我正在尝试从此 XML 文档中获取序列元素:

<getEmployeesXMLResponse xmlns="http://tempuri.org/">
    <getEmployeesXMLResult>
        <xs:schema id="NewDataSet" xmlns:xs="http://www.w3.org/2001/XMLSchema"
            xmlns="" xmlns:msdata="urn:schemas-microsoft-com:xml-msdata">
            <xs:element name="NewDataSet" msdata:IsDataSet="true"
                msdata:MainDataTable="ListOfEmployees"

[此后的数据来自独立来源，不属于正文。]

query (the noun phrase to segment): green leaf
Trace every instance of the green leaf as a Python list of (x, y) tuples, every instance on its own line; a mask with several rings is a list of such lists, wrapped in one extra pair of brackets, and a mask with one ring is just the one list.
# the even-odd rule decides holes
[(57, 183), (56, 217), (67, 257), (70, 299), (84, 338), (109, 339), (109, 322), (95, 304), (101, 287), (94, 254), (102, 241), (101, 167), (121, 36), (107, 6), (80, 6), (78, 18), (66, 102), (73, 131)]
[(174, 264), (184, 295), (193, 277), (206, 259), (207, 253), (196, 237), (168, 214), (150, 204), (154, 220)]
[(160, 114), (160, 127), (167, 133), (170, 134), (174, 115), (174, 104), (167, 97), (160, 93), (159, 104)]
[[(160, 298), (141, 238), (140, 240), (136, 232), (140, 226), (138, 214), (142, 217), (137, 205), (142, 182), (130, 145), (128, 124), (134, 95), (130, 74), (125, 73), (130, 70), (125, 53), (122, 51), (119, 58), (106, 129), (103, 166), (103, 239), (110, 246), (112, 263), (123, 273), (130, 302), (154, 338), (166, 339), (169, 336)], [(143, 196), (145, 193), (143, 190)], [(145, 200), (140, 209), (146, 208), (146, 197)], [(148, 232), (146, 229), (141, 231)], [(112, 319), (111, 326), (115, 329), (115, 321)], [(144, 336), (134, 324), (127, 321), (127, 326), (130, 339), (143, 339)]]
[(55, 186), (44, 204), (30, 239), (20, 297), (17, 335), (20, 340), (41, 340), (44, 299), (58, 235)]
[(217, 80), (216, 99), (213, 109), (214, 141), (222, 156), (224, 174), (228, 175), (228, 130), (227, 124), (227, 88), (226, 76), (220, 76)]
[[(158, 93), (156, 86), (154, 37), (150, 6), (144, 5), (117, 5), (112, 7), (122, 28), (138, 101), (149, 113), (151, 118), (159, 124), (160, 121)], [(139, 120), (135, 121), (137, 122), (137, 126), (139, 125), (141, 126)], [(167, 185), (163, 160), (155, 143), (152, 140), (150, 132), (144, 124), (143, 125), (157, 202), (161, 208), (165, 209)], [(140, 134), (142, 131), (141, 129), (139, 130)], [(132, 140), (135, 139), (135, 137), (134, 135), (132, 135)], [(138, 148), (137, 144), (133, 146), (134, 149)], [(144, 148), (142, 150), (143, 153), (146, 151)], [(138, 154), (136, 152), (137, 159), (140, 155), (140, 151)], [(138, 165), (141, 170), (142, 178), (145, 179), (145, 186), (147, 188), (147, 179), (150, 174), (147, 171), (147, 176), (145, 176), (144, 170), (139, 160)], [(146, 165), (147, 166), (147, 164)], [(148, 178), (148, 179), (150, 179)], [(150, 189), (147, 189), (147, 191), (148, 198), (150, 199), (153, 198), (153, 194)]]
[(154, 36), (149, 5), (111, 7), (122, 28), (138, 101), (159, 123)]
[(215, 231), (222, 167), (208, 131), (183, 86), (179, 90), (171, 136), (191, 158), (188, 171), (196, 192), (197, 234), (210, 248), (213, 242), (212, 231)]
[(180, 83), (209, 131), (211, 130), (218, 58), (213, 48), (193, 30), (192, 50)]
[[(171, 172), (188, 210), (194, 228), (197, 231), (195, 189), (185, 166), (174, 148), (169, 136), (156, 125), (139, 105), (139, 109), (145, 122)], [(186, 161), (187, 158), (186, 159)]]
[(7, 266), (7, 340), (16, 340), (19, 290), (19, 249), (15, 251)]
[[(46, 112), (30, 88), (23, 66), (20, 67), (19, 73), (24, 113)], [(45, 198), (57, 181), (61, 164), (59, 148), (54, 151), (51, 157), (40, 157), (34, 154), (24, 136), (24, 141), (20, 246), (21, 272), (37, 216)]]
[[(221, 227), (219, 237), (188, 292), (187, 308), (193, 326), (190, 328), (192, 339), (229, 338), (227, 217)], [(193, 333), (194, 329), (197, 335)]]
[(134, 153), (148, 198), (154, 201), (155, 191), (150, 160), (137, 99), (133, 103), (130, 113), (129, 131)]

                msdata:UseCurrentLocale="true">
                <xs:complexType>
                    <xs:choice minOccurs="0" maxOccurs="unbounded">
                        <xs:element name="ListOfEmployees">
                            <xs:complexType>
                                <xs:sequence>
                                    <xs:element name="name" type="xs:string" minOccurs="0" />
                                    <xs:element name="department" type="xs:string"
                                        minOccurs="0" />
                                </xs:sequence>
                            </xs:complexType>
                        </xs:element>
                    </xs:choice>
                </xs:complexType>
            </xs:element>
        </xs:schema>
        <diffgr:diffgram xmlns:diffgr="urn:schemas-microsoft-com:xml-diffgram-v1"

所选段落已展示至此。